Baker Faraday was a guitar player of prodigious ability. His future as a musician was without limitations. Until he was left broken and bleeding on the street, shot through the hand that held the notes of his dreams. All seemed lost. So out of fear, he reached deep into what had been a foreign concept, and prayed.
Through his suffering Baker re-gained his abilities on his beloved instrument. And in rebuilding a character in Christ, Baker chooses grace over fame to become a disciple through music. But would Baker ever escape adversity, the agonizing arthritic pain brought on by the bullet, his band’s struggle to find an audience, bandmates hit with a blunt reality that their musical aspirations may have been a mistake. How much misfortune could Baker endure, as he battled his afflictions, haunted by the name of the boy who pulled the trigger that fateful night, Zo.

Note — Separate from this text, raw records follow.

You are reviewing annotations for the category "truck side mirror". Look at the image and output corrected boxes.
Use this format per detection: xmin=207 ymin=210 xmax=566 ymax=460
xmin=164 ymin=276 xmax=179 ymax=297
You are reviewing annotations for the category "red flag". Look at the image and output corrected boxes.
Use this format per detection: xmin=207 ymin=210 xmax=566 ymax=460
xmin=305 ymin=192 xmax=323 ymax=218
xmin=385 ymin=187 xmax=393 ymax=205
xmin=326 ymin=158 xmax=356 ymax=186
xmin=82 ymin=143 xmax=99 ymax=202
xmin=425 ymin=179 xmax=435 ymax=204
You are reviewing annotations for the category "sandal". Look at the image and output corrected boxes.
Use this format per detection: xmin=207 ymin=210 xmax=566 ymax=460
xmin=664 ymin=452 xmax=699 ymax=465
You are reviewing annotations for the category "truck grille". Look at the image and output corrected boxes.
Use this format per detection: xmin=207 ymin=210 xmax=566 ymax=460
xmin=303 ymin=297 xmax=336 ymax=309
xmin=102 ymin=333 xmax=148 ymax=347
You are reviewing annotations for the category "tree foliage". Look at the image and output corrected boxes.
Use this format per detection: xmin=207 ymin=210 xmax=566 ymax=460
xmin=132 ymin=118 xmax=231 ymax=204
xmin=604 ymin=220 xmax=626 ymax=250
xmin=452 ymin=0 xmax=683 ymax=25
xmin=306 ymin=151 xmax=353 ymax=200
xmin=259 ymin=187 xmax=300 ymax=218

G.K. last darkened the church door at eight years old. Morally adrift, the author led an iconoclastic life of self-gratification, depriving himself of virtually nothing.
Embraced in heavy drinking and recreational drugs as a young man, his writing career bounced half-deflated through fly-by-night publications, from dive bar reviews to a quixotic travel column, from a music critic to landing as a published roaster of professional athletes, always finding an easy landing through criticism, as disparaging remarks came easily. Then something changed. Marriage happened, three children ensued, and God reappeared.
By His Grace, G.K. spun the wheel away from former habits and composed the first part of a fictional story, hoping to glorify the Heavenly Father through good works now and in the years to come.